Data Analysis Using Power BI: Process of analyzing data from various sources with Microsoft’s Power BI suite of tools. It involves connecting to a variety of data sources, transforming the datasets into useful information, creating visuals to display the results and more.
Visualize Data: Process of taking large amounts of raw data and representing it in an easy-to-understand visual form, such as charts or graphs. This is done in order to quickly identify patterns in the datasets which can be used for decision making.
Scalable Data Models: Systems that allow data to be stored and accessed in a scalable way, meaning that the system can automatically adjust to changes in data size and complexity. This is important for organizations which need to store and process large amounts of data.
Data Professionals & Business Intelligence: Individuals who specialize in managing large amounts of data and using their expertise to help organizations make informed decisions. This includes roles such as data engineers, data architects, data analysts and business intelligence professionals.
Access & Process Data: Process of collecting, organizing and preparing datasets from various sources so that they can be analyzed. It involves connecting to different databases, cleaning the dataset, transforming the format of the information and more.
Prepare Data: Process of transforming raw datasets into useful information that can be used to generate insights and inform decision making. This includes activities such as cleaning the data, removing outliers, standardizing values and more.
Develop Reports: Process of creating documents or presentations which summarize and visualize the results from a data analysis project. This involves tasks such as selecting appropriate visuals based on the data, formatting the report in an efficient way and adding commentary to explain key points.
Data Insights: Information derived from analyzing large amounts of data which can help organizations make better decisions or gain a competitive edge in their industry. Examples include customer segmentation, predictive analytics and forecast models.
Microsoft certified: A certification from Microsoft which is earned by taking an exam and demonstrating knowledge in a specific area. Power BI Data Analyst Associate certification is one of the certifications offered by Microsoft.
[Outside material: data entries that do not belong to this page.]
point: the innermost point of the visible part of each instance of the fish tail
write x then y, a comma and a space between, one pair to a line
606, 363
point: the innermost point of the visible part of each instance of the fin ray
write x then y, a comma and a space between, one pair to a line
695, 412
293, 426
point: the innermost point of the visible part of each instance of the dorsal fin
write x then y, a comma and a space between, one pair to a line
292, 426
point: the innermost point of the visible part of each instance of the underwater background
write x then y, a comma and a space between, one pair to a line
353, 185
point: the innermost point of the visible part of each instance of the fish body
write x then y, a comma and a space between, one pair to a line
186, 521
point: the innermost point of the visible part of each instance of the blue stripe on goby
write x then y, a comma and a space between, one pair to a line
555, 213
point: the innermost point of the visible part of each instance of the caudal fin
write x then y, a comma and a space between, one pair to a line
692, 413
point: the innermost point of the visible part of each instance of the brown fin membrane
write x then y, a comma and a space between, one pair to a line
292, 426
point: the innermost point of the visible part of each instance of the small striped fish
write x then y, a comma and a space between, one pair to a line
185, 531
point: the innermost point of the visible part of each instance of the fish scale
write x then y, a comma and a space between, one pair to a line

Power BI Data Analyst Associate Certification: A certification offered by Microsoft that focuses on using Power BI to analyze data, develop reports, visualize information and gain insights. It includes topics such as connecting to data sources, creating visuals with Power BI Desktop and transforming datasets.
Data Analytics: An area of study which involves collecting and analyzing data to gain insights. It includes activities such as data cleansing, connecting to various databases, creating visuals from the dataset and more.
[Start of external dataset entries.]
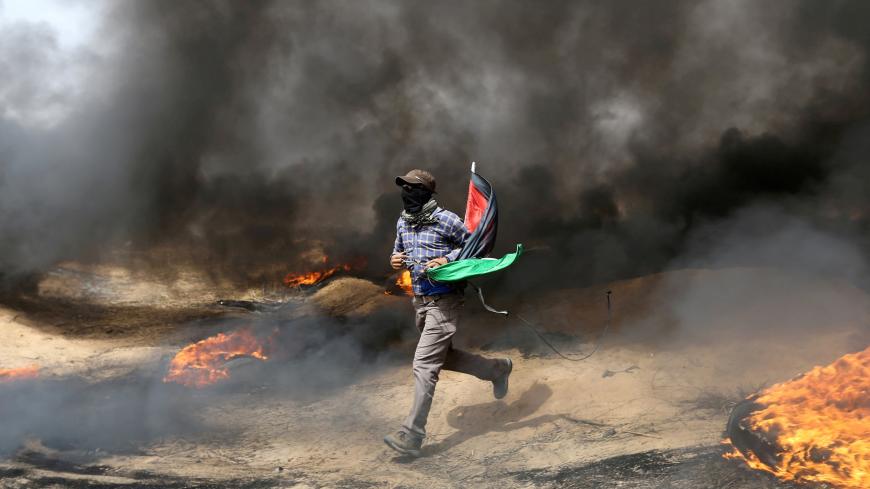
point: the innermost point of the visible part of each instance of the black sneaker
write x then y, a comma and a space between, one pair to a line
500, 385
404, 443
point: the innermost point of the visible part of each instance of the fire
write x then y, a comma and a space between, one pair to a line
820, 424
203, 363
315, 277
13, 374
404, 281
311, 278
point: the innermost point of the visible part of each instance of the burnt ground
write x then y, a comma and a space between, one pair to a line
647, 411
695, 468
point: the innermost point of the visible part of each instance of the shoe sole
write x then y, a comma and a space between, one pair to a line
403, 451
507, 379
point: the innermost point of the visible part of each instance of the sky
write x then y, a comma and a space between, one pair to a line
73, 21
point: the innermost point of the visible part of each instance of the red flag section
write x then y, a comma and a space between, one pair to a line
475, 207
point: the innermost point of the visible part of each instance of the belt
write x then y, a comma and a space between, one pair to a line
436, 296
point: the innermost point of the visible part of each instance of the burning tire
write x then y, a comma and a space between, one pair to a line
745, 440
813, 428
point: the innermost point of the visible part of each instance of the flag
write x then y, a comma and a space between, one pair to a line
481, 218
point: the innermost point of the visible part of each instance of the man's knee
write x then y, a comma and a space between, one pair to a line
426, 373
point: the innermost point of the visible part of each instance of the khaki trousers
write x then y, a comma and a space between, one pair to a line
437, 318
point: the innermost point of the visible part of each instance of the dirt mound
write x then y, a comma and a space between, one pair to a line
686, 345
348, 296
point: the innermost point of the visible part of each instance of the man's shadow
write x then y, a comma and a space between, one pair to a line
495, 416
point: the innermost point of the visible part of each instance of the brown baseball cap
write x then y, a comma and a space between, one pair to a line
418, 177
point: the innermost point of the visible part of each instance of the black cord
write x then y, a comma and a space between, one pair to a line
541, 336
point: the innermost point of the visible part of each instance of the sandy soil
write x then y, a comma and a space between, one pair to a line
685, 345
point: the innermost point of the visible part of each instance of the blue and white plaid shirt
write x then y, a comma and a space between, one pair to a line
429, 241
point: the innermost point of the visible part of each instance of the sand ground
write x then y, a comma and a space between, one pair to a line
662, 382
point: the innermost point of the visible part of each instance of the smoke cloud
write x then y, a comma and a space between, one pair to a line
238, 134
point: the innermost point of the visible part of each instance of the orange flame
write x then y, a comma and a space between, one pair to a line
13, 374
820, 423
404, 281
203, 363
311, 278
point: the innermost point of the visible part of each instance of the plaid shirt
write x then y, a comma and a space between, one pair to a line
426, 242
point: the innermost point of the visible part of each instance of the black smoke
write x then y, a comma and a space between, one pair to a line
237, 134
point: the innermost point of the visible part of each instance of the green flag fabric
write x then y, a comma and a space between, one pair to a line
460, 270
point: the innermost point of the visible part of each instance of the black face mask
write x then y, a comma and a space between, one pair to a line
414, 198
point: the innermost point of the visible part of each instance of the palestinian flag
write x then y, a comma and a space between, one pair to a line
481, 220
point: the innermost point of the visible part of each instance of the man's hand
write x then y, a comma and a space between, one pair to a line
397, 261
437, 262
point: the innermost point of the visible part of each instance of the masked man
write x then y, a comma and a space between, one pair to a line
428, 236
DAX: Acronym for Data Analysis Expressions. A language used in Power BI to create calculations and measures with an easy-to-use syntax.
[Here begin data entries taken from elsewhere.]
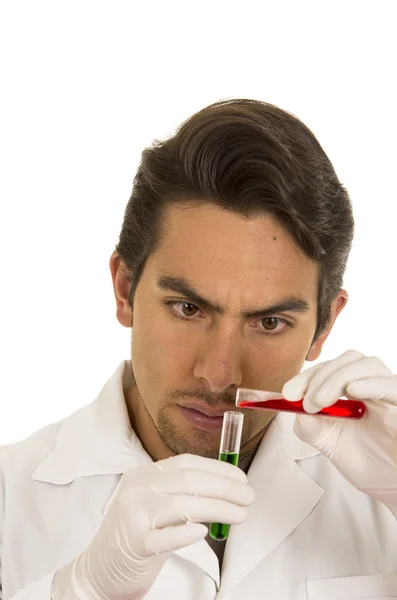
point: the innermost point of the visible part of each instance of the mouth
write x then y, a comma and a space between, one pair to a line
203, 417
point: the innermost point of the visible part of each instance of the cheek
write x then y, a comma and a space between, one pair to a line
160, 347
275, 362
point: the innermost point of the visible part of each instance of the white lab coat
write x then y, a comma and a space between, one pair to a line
310, 535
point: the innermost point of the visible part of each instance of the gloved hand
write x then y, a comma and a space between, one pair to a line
156, 509
365, 450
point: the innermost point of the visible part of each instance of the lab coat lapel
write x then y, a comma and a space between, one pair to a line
285, 495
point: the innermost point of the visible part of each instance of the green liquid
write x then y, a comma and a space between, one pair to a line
220, 531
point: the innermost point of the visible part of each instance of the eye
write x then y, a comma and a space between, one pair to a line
274, 325
184, 310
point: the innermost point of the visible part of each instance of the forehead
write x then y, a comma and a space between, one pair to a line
218, 248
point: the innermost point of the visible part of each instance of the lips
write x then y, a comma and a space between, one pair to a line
203, 417
207, 410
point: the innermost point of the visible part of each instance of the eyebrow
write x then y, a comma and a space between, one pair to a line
183, 287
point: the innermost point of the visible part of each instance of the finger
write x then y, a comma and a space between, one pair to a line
308, 382
158, 541
201, 463
204, 485
183, 508
295, 388
326, 388
376, 388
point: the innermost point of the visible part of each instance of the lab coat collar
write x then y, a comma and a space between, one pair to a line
96, 439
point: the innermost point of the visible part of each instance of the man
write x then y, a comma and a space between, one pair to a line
229, 270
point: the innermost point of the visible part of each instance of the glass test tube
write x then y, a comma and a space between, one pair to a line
229, 451
260, 400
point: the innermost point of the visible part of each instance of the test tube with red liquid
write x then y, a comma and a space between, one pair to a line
258, 399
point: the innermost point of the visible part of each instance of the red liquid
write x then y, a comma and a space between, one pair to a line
346, 409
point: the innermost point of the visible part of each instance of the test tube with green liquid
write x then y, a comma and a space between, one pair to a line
229, 451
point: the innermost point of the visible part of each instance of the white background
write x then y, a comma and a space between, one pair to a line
85, 86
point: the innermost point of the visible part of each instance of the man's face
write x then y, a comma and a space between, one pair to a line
187, 354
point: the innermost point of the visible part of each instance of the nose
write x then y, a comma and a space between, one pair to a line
219, 360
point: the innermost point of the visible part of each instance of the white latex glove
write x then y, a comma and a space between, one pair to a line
365, 450
156, 509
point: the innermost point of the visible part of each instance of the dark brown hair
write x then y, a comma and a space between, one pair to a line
251, 158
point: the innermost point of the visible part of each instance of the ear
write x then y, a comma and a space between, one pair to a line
336, 307
121, 287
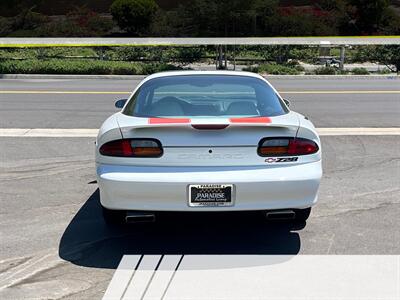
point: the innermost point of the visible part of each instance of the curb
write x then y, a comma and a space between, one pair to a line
59, 76
140, 77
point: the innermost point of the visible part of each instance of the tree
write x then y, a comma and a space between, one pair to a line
389, 55
134, 16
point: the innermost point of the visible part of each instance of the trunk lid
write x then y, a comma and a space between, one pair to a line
234, 145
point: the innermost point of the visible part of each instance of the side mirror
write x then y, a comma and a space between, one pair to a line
287, 102
120, 103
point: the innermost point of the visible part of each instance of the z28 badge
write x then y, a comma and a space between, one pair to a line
280, 159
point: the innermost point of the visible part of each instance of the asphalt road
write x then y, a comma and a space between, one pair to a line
365, 103
54, 243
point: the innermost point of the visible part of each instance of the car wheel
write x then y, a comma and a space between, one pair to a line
302, 214
113, 217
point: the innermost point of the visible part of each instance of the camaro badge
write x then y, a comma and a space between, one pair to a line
280, 159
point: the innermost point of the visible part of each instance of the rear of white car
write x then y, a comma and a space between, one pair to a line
207, 143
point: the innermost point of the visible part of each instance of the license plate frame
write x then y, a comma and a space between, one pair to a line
213, 195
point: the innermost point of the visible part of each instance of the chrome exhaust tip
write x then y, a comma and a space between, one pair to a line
139, 217
287, 214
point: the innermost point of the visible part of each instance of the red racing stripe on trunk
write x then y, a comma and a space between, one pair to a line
169, 121
250, 120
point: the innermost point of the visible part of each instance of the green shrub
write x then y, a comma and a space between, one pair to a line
95, 67
384, 71
325, 71
134, 16
360, 71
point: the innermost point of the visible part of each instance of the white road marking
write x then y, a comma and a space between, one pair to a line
122, 277
203, 93
142, 277
339, 277
84, 132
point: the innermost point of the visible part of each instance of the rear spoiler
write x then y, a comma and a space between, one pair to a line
208, 123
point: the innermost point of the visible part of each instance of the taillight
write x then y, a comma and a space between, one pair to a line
132, 148
283, 146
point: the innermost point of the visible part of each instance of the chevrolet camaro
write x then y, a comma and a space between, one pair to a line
196, 141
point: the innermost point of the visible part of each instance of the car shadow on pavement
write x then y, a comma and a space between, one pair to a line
87, 241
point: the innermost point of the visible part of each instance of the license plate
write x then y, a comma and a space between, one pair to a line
211, 195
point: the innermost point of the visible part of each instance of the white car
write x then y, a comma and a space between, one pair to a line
195, 141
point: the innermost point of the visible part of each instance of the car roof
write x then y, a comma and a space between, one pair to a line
191, 72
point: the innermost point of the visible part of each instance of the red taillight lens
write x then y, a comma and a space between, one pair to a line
286, 146
132, 148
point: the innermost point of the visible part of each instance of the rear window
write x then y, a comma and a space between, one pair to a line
205, 96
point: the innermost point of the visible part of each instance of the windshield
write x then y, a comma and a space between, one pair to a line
205, 96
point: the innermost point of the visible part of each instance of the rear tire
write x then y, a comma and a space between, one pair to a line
302, 214
113, 217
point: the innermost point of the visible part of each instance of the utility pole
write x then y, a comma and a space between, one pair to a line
342, 55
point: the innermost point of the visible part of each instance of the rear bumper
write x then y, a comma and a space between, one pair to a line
166, 188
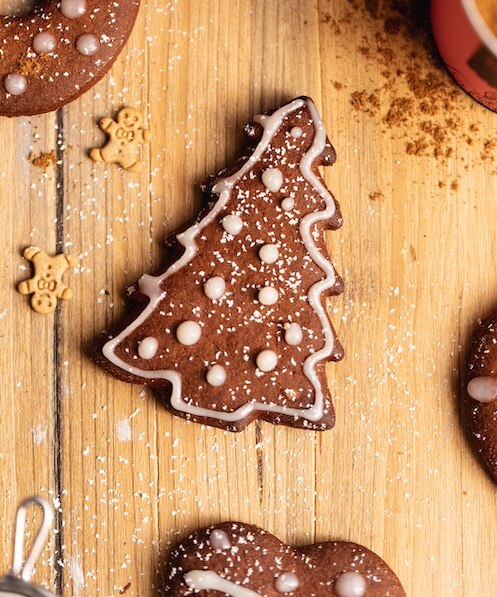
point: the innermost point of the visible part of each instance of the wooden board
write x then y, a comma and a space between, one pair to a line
417, 252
Data Analytics: Process of exploring datasets in order to gain insight into the information contained within them. This involves tasks such as connecting to multiple data sources, querying the dataset, transforming the format of the information and visualizing it for easier interpretation.
PL-300 Exam: Microsoft exam related to Power BI Data Analyst Associate Certification which tests a candidate’s knowledge on topics like connecting to data sources, creating visuals with Power BI and transforming datasets.
Microsoft Azure: A cloud computing platform from Microsoft which provides services such as analytics, computing, networking and more. It allows organizations to move their workloads to the cloud in order to reduce costs and increase efficiency.
BI Consultant: An individual who specializes in Business Intelligence related activities such as developing solutions for data analysis projects or creating reports based on the results of a data analysis project.
BI Tools: Software applications used to analyze data and generate insights from it. Examples include Power BI, Tableau and Qlik Sense.